How Canon determines white balance(1) Choose a subset of the sensor pixels. More on this later.
(2) Add up the (black-level-subtracted) ADC values from this pixel set. These values are recorded as "Raw Measured RGGB", e.g.:
Raw Measured RGGB : 99230 126060 976974 359041
In this 50D dual ISO shot, the RG pair appears to only sample the primary ISO (100) while the GB pair appears to only sample the recovery ISO (800), which strongly indicates that there is line skipping going on in step (1). If the ADC values are not being scaled down in this sum, then it could mean that the white balance is being computed from as few as ~100 pixels.
(3) Divide the previous values into large number that is proportional to the number of pixels in that channel (essentially, this is the inverse of the average ADC value). These values are recorded as "WB RGGB Levels Measured", e.g.:
WB RGGB Levels Measured : 5160 4224 582 1457
Because the dividend appears to be channel-dependent, I suspect that Canon masks out a subset of the pixels in each channel (possibly those that fall below a certain threshold) to keep them from biasing the white balance.

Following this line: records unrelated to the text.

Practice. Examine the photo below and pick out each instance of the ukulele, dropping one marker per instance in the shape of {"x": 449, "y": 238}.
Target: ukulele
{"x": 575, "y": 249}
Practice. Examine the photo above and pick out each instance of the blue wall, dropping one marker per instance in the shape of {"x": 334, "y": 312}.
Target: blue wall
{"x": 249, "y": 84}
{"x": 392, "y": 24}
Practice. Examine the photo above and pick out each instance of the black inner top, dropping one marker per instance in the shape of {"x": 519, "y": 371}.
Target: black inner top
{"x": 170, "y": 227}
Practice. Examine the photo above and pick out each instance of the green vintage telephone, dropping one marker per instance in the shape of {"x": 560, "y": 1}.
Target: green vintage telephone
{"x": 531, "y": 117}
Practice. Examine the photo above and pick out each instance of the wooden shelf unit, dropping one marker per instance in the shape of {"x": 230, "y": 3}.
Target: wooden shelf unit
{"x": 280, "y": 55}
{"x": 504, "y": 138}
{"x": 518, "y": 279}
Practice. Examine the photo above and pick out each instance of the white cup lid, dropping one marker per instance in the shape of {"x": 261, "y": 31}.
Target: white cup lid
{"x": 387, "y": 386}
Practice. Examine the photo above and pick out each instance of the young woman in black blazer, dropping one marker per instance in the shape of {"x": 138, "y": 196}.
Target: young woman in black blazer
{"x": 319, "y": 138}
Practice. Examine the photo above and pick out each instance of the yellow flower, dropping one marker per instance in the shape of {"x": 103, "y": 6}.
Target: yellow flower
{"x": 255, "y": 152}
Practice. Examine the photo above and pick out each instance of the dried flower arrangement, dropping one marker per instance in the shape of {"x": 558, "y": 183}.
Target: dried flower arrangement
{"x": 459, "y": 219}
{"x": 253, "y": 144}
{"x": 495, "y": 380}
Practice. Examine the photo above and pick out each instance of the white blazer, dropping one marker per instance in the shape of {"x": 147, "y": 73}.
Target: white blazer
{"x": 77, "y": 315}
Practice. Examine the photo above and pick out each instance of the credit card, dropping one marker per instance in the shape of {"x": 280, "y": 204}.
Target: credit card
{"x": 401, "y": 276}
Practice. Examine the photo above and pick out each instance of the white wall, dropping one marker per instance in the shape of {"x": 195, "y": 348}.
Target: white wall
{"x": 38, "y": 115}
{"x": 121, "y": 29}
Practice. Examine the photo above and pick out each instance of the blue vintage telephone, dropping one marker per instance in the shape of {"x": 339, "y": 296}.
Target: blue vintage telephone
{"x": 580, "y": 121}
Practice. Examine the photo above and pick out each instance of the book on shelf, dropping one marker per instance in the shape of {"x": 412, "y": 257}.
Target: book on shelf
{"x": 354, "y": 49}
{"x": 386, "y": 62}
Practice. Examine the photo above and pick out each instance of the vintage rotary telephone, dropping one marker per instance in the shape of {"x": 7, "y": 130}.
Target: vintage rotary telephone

(4) Transform the "WB RGGB Levels Measured" values into a temperature ("Color Temp Measured") and a tint (not recorded in the CR2).
Color Temp Measured : 10719
(5) If the temperature is outside of some "acceptable" range, choose a better temperature through some algorithm. This value is recorded as "Color Temp Auto", e.g.:
Color Temp Auto : 7448
That is, Canon decided that 10719 K was way too hot, and set a new temperature of 7448 K. As an alternate example, from a regular shot in tungsten lighting:
Color Temp Measured : 2400
Color Temp Auto : 3611
Canon decided that the "Measured" temperature was too cold, and increased the temperature. I suspect this is why I typically can't rely on AWB for tungsten lighting.
(6) Using the (corrected) temperature and the previously determined tint, which has
not been changed, invert the transforms in step (5). These values are stored in "WB RGGB Levels Auto", e.g.:
WB RGGB Levels Auto : 2970 1024 1024 1369
Even when the temperature is not changed, the "WB...Measured" and "WB...Auto" values can be slightly different, which suggests that this transform-inverse-transform step always takes place.
(7) Assuming the camera is set to AWB, copy these values to "WB RGGB Levels As Shot"
WB RGGB Levels As Shot : 2970 1024 1024 1369
Color Temp As Shot : 7448
and, on the 50D at least, compute "Red Balance" and "Blue Balance"
WB RGGB Levels : 2970 1024 1024 1369
Blue Balance : 1.336914
Red Balance : 2.900391
White balance approaches for dual ISO shotsThe convenient approach is to use the EXIF information to construct a better white balance.
- For cameras like the 5D3, we may be fortunate that the RGGB values are always determined from one ISO (as opposed to mixing them together), and so you'll just have to set ISOs accordingly. For example, 100/800 might have correct white balance, while 800/100 does not. If the ISOs are mixed, then all balances will be thrown off by saturation, with no obvious way to correct them.
- For cameras like the 50D, it looks to be "easy", because you can just renormalize "WB RGGB Levels Measured" (see my earlier post). One color balance (i.e., red or blue) will be correct, and the other one may be somewhat off due to saturation. Note that using these corrected "WB RGGB Levels Measured" values for "WB RGGB Levels As Shot" values will circumvent the sanity check that Canon applies to the temperature.
In either case, the "WB RGGB Levels As Shot" values need to be converted in
cr2hdr and fed into
dng_set_wbgain.
The alternate approach is to estimate the white balance in
cr2hdr, since we're looking at all of the raw data anyway. We would just need to mimic steps (1)–(3) and (7), and then feed the values into
dng_set_wbgain. It'd be very difficult to replicate steps (4)–(6) because we don't know what Canon's transforms and algorithm are.